Не стерпела комиссарша такой обиды и выпалила при всем народе:

– Тоже безработной числится, на биржу таскается, а сама в атласном платье ходит. Да и идет оно ей как седло к корове. Погоди, шлюха, узнаешь…

Испугалась Веснушкина, платье – в сундук. Этим и кончилось. Словом, во дворе была тишь да гладь, да коммунотдельская благодать.

Так было бы и дальше, если бы…

II.

В одной из квартир поселилась семья нэпачей.

«Сам» – в пенсне, бородка колышком; с виду интеллигент. «Сама» – будто со страницы журнала мод спрыгнула. Шик с ног до головы; а на голове шляпа, да такая широкополая – крышу на ларьке заменить можно.

Вот с этой самой шляпы и началось. Как увидела ее комиссарша, так три дня не спала, не ела. Шляпы захотелось. Свой газовый шарф невзлюбила.

Пойдет нэпманша по двору, а комиссарша ей в спину:

– Нэпы. Шкуродеры. Кровь из нас сосете. Все равно не век вам барствовать.

Покричит и опять о шляпе думает.

Однажды входит комиссарша во двор, а на голове у ней решето не решето, корыто не корыто, а, надо полагать, настоящая шляпа, да такая широкополая, что солнца из-за шляпы не видать стало.

Ахнули жильцы:

– Вот так комиссарша! Нэпманшу за пояс заткнула.

Потом пианино.

Привезла его нэпманша, поставила в зале, окна откроет и давай мазурки разные наигрывать.

А у комиссарши на душе кошки.

– Коли пианину купила, так думаешь, умнее меня стала? Завтра же куплю рояль.

III.

Так пошло дальше и дальше.

У нэпманши появится новое платье кашемировое, а у комиссарши на другой же день маркизетовое; у нэпманши на руке браслет, а у комиссарши – три.

У нэпманши дамский велосипед появился, а у комиссарши… сердце на куски разрывается.

Купить– то, думает, куплю, да еще не такой, как у этой дуры, а вот как на нем ездить-то буду?

Целый день комиссарша с мужем пропадала где-то за городом.

К вечеру во двор въезжает повозка, а на ней велосипед и комиссарша еле живая. Нос ободран, щеки в царапинах, шляпа смята, ботинок без каблука.
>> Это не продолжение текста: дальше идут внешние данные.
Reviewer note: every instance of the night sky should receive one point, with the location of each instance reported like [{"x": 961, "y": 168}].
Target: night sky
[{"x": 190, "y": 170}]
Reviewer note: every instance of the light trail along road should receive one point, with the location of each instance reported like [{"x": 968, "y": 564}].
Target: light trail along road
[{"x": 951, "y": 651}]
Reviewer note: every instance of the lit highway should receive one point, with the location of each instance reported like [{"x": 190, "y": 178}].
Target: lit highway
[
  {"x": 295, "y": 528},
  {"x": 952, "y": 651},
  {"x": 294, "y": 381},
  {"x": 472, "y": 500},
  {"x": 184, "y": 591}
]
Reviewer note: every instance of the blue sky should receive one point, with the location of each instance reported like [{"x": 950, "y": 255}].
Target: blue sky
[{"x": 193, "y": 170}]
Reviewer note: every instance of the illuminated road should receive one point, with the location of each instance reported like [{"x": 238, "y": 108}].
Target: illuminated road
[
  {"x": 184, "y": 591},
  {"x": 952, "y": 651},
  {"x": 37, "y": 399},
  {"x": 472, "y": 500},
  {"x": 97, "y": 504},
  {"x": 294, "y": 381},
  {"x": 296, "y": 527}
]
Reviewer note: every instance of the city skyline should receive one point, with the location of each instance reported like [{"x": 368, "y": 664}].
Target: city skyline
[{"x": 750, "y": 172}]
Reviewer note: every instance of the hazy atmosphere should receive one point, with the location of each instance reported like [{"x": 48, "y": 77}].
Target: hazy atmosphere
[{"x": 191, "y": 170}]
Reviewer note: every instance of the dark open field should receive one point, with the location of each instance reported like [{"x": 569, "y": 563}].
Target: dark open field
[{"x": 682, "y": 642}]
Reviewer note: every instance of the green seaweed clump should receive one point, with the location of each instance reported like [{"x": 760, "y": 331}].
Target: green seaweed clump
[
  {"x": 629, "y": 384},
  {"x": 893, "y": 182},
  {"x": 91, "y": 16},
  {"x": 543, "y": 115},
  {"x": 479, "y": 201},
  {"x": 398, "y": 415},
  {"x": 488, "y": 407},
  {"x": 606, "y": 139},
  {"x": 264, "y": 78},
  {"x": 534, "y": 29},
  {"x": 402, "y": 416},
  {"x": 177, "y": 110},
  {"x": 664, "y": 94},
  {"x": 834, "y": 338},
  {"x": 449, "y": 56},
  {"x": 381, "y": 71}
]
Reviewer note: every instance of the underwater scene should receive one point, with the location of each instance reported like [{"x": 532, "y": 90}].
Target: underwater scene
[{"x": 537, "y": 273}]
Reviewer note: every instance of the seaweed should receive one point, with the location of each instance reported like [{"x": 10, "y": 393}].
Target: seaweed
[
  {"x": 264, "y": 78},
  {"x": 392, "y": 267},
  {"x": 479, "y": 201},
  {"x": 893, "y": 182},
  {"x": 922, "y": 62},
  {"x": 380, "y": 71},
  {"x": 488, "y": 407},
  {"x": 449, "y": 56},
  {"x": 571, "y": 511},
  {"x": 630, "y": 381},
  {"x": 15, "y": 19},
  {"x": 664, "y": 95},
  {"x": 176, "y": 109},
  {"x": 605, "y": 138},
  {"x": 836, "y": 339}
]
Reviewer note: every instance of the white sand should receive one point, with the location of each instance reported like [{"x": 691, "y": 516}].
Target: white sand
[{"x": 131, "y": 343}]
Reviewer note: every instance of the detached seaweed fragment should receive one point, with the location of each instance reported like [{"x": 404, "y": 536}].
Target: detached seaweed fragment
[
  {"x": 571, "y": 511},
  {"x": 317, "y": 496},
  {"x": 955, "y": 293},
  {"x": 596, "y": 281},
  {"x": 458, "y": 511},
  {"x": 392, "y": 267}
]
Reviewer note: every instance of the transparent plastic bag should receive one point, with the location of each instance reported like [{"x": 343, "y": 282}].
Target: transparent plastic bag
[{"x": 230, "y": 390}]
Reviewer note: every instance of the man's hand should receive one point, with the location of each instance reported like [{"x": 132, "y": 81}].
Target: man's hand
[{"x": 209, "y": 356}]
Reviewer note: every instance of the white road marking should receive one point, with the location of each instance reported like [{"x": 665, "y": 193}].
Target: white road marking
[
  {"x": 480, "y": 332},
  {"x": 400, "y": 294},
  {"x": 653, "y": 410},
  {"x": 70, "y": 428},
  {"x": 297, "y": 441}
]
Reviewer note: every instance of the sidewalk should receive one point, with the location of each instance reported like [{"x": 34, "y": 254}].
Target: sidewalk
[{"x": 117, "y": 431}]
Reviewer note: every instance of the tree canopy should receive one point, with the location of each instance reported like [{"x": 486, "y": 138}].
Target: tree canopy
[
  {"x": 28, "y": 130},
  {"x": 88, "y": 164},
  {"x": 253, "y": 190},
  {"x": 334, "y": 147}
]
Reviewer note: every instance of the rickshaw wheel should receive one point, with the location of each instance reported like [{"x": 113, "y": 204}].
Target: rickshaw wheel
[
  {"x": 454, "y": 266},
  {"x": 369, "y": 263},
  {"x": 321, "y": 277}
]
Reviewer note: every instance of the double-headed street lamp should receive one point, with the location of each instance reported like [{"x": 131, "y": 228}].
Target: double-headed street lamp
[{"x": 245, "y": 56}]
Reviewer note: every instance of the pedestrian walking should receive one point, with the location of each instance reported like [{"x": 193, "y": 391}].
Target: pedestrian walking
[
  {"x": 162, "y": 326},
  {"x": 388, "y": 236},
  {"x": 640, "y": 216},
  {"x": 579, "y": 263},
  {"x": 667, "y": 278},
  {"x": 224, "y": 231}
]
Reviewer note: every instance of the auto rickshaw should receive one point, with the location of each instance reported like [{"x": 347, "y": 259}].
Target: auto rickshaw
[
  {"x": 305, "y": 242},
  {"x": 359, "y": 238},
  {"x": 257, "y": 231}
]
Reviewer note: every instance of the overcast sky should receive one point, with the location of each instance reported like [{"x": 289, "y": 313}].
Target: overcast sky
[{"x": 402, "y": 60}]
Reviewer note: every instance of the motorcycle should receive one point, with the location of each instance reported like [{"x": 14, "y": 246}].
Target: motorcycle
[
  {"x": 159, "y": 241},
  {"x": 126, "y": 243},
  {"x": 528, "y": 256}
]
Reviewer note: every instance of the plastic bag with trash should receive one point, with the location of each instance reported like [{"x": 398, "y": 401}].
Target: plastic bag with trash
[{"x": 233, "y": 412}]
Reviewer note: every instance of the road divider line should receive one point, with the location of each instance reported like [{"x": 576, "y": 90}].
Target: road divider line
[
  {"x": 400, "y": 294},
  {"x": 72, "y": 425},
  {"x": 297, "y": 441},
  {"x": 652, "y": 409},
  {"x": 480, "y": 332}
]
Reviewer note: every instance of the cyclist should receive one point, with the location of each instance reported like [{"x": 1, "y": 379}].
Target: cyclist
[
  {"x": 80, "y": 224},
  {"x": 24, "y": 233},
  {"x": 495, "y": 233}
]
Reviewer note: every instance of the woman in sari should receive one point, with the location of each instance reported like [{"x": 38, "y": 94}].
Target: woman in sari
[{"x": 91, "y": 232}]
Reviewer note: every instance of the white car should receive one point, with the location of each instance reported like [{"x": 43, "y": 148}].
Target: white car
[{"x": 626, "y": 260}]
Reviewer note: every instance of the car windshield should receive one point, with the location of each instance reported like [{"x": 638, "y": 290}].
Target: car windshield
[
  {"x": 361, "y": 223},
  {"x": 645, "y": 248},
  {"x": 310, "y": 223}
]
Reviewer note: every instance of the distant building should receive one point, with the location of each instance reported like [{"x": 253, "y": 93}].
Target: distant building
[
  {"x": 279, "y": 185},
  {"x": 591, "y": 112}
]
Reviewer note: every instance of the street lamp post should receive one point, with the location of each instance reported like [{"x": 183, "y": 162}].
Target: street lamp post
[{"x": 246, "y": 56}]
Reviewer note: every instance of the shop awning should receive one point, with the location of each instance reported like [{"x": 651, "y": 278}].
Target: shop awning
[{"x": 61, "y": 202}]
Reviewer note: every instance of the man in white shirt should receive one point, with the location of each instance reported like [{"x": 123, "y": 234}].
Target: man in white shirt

Внесли ее я квартиру, а она умылась, попудрилась и как ни в чем.

IV.

Через месяц нэпманша и комиссарша помирились. Обе стояли у ворот Исправдома с курятиной, с пирогами и закусками.

– Вы по какому случаю сюда?

– Муж тут у меня, видите ли, сидит. Ни за что страдает. Будто у себя в магазине непатентованным товаром торговал. А вы сюда зачем?

– Тоже к мужу. Там у них в тресте кто-то товар разворовал, а свалили на него. Вот и сидит, бедненький. Эх, времячко. Несправедливость одна. Ищи ее, правду-то.

Обе друг другу поддакнули, и между бывшими врагами смычка завязалась прочная.

Антон Сопелка


Крокодил, № 10, 1922

Aтака нэпачей

 
(На черной бирже)
 
 
Вчера я случайно
Рискнул чрезвычайно:
На биржу явился.
И в ту же минуту,
Похожий на спрута,
Нэпач подкатился.
– Вам нужно крупчатки?
А соль? А перчатки?
Иль, может быть, – рыба?
Возьмите пуд клея!
Вагон сельдерея…
– Не надо. Спасибо.
– Так, может быть, – кодак?
Вагончик селедок?
Иль пуд шоколада?
Ах, верно, вам мыло?
Есть целое кило…
– Отстаньте, не надо!
– Постойте ж немного!
Есть мятные травы, -
Возьмите вагончик.
Ну, пуд сахарина!
Гвоздей? Кокаина?
А, может, бетончик?…
Я в бегство пустился, -
Он в фалды вцепился:
– Постойте ж немного!
Купите хоть ваты.
Есть кожа. Есть маты.
Два мопса. Три дачи.
А бритв не угодно?
Продам очень сходно, -
С миллиарда дам сдачу.
Скорей говорите -
Чего вы хотите:
Штаны или… дачу?
Я был, как в оковах.
А сбоку 5 новых
Явились нежданно:
– Не нужно ль вам мяса?
Есть золото! Ряса.
Четыре дивана…
Кричали над ухом:
– Купите «Смерть мухам»!
Хром. Партию жести.
Гроб!! Средство от моли.
Вагон канифоли.
Баранов штук 200…
Толпа прибывала,
Кольцом меня сжала.
В нэпмановской прыти.
Ревели – кто басом.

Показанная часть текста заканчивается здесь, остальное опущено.